/ / Signalen van de verkeersleider. Memo aan de automobilist

Signalen van de verkeersleider. Memo voor de automobilist

Er zijn 4 soorten verkeersregelsverkeer: verkeerslichten, markeringen, verkeersborden en verkeersregelaarseinen. Chauffeurs zijn verplicht om ze allemaal strikt te volgen. Volgens de "Regels van de weg" krijgen de seinen van de verkeersleider echter voorrang. Als de eisen van een stoplicht en een verkeersbord van elkaar verschillen, laten chauffeurs zich leiden door de instructies van de eerste. Maar als verkeerslichten en verkeerslichten elkaar bijvoorbeeld tegenspreken, moet u het laatste volgen. Daarom is het noodzakelijk om de gebaren van de verkeersagent voor alle automobilisten en voetgangers te kennen en te begrijpen.

verkeersregelaar signalen
Als de verkeersleider beide armen naar voren, opzij of bij de naden laat zakken:

  • links en rechts ervan heeft de tram het recht om rechtdoor te gaan; ongebaande voertuigen - rechtdoor en naar rechts; voetgangers kunnen veilig de weg oversteken;
  • degenen voor en achter moeten stilstaan.

verkeerspolitie signalen
Als de verkeersleider zijn rechterhand naar voren steekt:

  • aan de linkerkant mag de tram alleen naar links rijden, en andere voertuigen - in elke richting;
  • auto's en andere voertuigen die zich aan de zijkant van de borst van de politieagent bevinden, hebben het recht om alleen naar rechts te blijven rijden;
  • rechts en achter moet iedereen stoppen.

verkeerslichten en verkeerslichten
Als de verkeersleider zijn hand opheft (dit gebaargelijk aan een geel verkeerslicht), dan kunnen zowel voetgangers als voertuigen niet verder rijden. Deze regel is niet van toepassing op bestuurders die op dit moment alleen kunnen stoppen als ze een noodstop gebruiken. Ze mogen de manoeuvre voltooien en blijven bewegen. Ook voetgangers die tijdens het sein de rijbaan zijn overgestoken, moeten een veilige plaats bereiken of, indien dit niet mogelijk is, op de markeringslijn gaan staan ​​die verkeersstromen verdeelt.

Bij slecht zicht, verkeerslichtengeleverd met een staaf of een rode reflector. Er kan ook een luidspreker worden gebruikt.
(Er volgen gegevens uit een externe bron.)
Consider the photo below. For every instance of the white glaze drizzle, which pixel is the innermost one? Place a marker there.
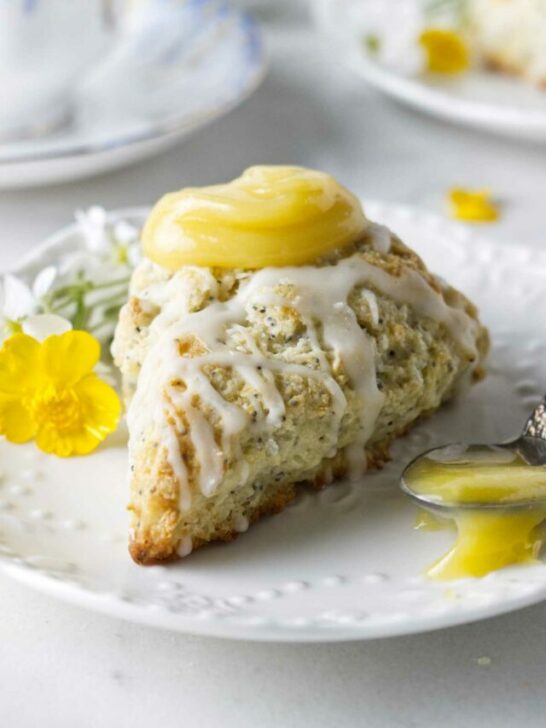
(317, 294)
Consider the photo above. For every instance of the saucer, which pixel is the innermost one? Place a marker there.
(480, 98)
(177, 67)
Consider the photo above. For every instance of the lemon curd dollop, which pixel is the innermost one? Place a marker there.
(487, 539)
(269, 216)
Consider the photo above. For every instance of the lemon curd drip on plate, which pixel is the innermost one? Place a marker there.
(487, 538)
(269, 216)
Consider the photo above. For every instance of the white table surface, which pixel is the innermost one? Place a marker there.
(67, 668)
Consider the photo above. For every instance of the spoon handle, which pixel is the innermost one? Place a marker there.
(536, 424)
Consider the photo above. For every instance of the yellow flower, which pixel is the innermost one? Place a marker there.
(48, 392)
(472, 205)
(446, 51)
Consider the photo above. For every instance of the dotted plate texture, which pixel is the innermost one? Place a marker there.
(343, 564)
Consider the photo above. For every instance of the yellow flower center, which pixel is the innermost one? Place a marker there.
(60, 409)
(446, 51)
(472, 205)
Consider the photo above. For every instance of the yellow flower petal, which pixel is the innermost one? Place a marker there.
(48, 391)
(16, 424)
(79, 424)
(19, 367)
(472, 205)
(101, 406)
(69, 357)
(446, 51)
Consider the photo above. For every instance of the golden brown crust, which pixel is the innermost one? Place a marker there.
(419, 366)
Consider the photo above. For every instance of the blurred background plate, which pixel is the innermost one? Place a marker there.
(480, 98)
(179, 65)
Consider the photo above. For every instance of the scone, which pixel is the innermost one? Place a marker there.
(511, 35)
(242, 382)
Om de aandacht van voetgangers en automobilisten te trekken, gebruikt de verkeerspolitie vaak een fluitje.

De signalen van de verkeersleiders hoeven niet als een gedicht te worden gepropt, ze moeten alleen worden begrepen en onthouden.

Bij een no-entry-signaal moeten chauffeurs stoppen:

a) bij de stoplijn;

b) op kruispunten - vóór de gekruiste weg;

c) vóór de spoorwegovergang;

d) voor een verkeersleider of verkeerslicht, zonder voetgangers en voertuigen die zich mogen verplaatsen te hinderen.

De gemakkelijkste manier om de signalen van de verkeersleider te onthouden is:als ze mogen bewegen, dan kun je van mouw naar mouw gaan. Dit betekent dat trams het recht hebben om in de richting van de handen te gaan, en andere auto's ook naar rechts.

Een zeer belangrijke manier om het verkeer te regelen, is het verkeerslicht.

stoplicht

De signalen kunnen X-vormig zijn, rond, in de vorm van een pijl die de richting aangeeft, in de vorm van een silhouet van een voetganger. Ze worden geserveerd in kleuren - groen, geel en rood.

Laten we eens kijken naar enkele van de belangrijkste ronde verkeerslichten:

  • groen signaal laat beweging toe;
  • knipperend groen licht - de tijd dat je kunt gaan of lopen loopt ten einde. Vaak brandt bij verkeerslichten ook een bord met de resterende seconden tot het einde;
  • een geel signaal verbiedt beweging en duidt op een op handen zijnde teamwissel;
  • een knipperend geel signaal stelt u in staat om te bewegen, waarschuwt voor de aanwezigheid van een voetgangersoversteekplaats of een ongereguleerd kruispunt;
  • rode kleur, inclusief een knipperende kleur, verhindert beweging.

Een pijlvormig verkeerslicht geeft dat aanwelke kant op dit moment wel of niet mag bewegen. Als je naar links kunt rijden, dan is een U-bocht ook toegestaan, maar alleen als deze niet in tegenspraak is met een verkeersbord of een markeringslijn.